Now, you do have the right idea, but we just need to mathematically to change it into a more convenient form.

I'll explain again why, in a computer algorithm, and then write the equations formally.
Suppose you have a for loop going from t = 0 to t = T, and that at the end of each loop y is printed. The for loop has only one function, stateComp. The function has two outputs, y, and x. It has two inputs: x (before it is modified by the function) and u, a predefined value.I hope you are familiar with some rudimentary C, so you understand that this is precisely what the code below does:

I assume for notational simplicity that the output y is a scalar (and thus so is also u)
Code (Text):

// Initialization of x (an array), u (from listu, the list of all inputs), y at time t = 0
u = listu[0];
// etc

// Main program
for(int t=1; t <= T; t++) {
stateComp(&x, u);
u = listu[t];
y = matrixMultiply(&C, &x) + D*u;
printf("y(%d) = %f\n", t, y);
}

Programming this stateComp function and setting the constants C and D is equivalent to formulating the problem in state space. Notice that the function does not depend directly on y, so neither can the equations. It's output is the modified x. (I have omitted the fact that the functions would also need as an input, or as a global variable, the length of the vectors, so if you actually want to implement this, keep this in mind). As I am unsure if you are familiar with programming languages or if this analogy is helping at all, I will not write the stateComp function itself.

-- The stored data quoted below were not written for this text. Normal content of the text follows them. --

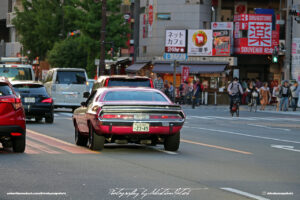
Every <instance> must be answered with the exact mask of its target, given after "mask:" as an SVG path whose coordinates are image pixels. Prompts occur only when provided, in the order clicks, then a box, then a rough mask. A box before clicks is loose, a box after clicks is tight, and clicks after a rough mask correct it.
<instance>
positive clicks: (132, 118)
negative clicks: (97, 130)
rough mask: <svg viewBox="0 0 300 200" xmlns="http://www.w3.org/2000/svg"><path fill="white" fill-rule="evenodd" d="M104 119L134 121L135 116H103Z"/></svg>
mask: <svg viewBox="0 0 300 200" xmlns="http://www.w3.org/2000/svg"><path fill="white" fill-rule="evenodd" d="M102 118H104V119H133V115H103V116H102Z"/></svg>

What I hope the coding example clarified is that x does not depend on y. x is the state of the system, and with y you can output some of its aspects that you are interested in (your state variables might be the position and velocity of a car, but maybe you are only interested in plotting the position). Now onto fixing the equations
$x(k) = [y(k-1), y(k-2), \dots, y(k-p)]^T$
This is a "definition" of x, of how we wish each element x to correspond to y. This is fine. Note that this only conveys an idea, and not how x behaves in time.
$x(k+1) = Ix(k)$
This equation tells you how x changes in time, by definition: It relates x at the next time step to the current one. However, your equation says that x at the next time step is the same as x now. Thus it claims that x never changes. Clearly this is wrong.
Let's combine the two equations and rewrite:
$x(k+1) = [y(k-1), y(k-2), \dots, y(k-p)]^T$
Now this is an x that does depend on time: y changes and with it, x. However, the state is not supposed to depend on y, so this is not a permissible equation. Note that here I only gave reasons of why none of the equations work. So what to do?

If we want
$x(k) = [y(k-1), y(k-2), \dots, y(k-p)]^T$,
then clearly, if we increment the time:
$x(k+1) = [y(k), y(k-1), \dots, y(k-p+1)]^T$,
write the first equation back here and we get:
$x(k+1) = [y(k), x_1(k), \dots, x_{p-1}(k)]^T$,
right? Now what remains is to get rid of y(k) and replace it with a function of x(k). But this is precisely the defining equation of AR (I've dropped the input u for simplicity, I'll let think how to inject that into the equations, for hints see the example in my previous post):
$y(k) = [b_1, \dots, b_p]x$
Thus, simply
$x(k+1) = [ b_1x_1(k) + \dots+ b_px_p(k), x_1(k), \dots, x_{p-1}(k)]^T$,
which you can write in matrix format.

The MA case is also wrong: Looking at the evolution equation of x (x(k+1) = x(k)), it is apparent that the state never changes. The fix is similar to the one above:
If we want the state to remember the old values of u:
$x(k) = [u(k-1), u(k-2), \dots, u(k-p)]^T$,
then
$x(k+1) = [u(k), u(k-1), \dots, u(k-p+1)]^T$,
or in other words
$x(k+1) = [u(k), x_1(k), \dots, x_{p-1}(k)]^T$.
Remember that u(k) dependence is fine, so we are done.

I hope this clarified, not confused, you.

5. Oct 4, 2013

### divB

Thanks for your effort! No I finally got it.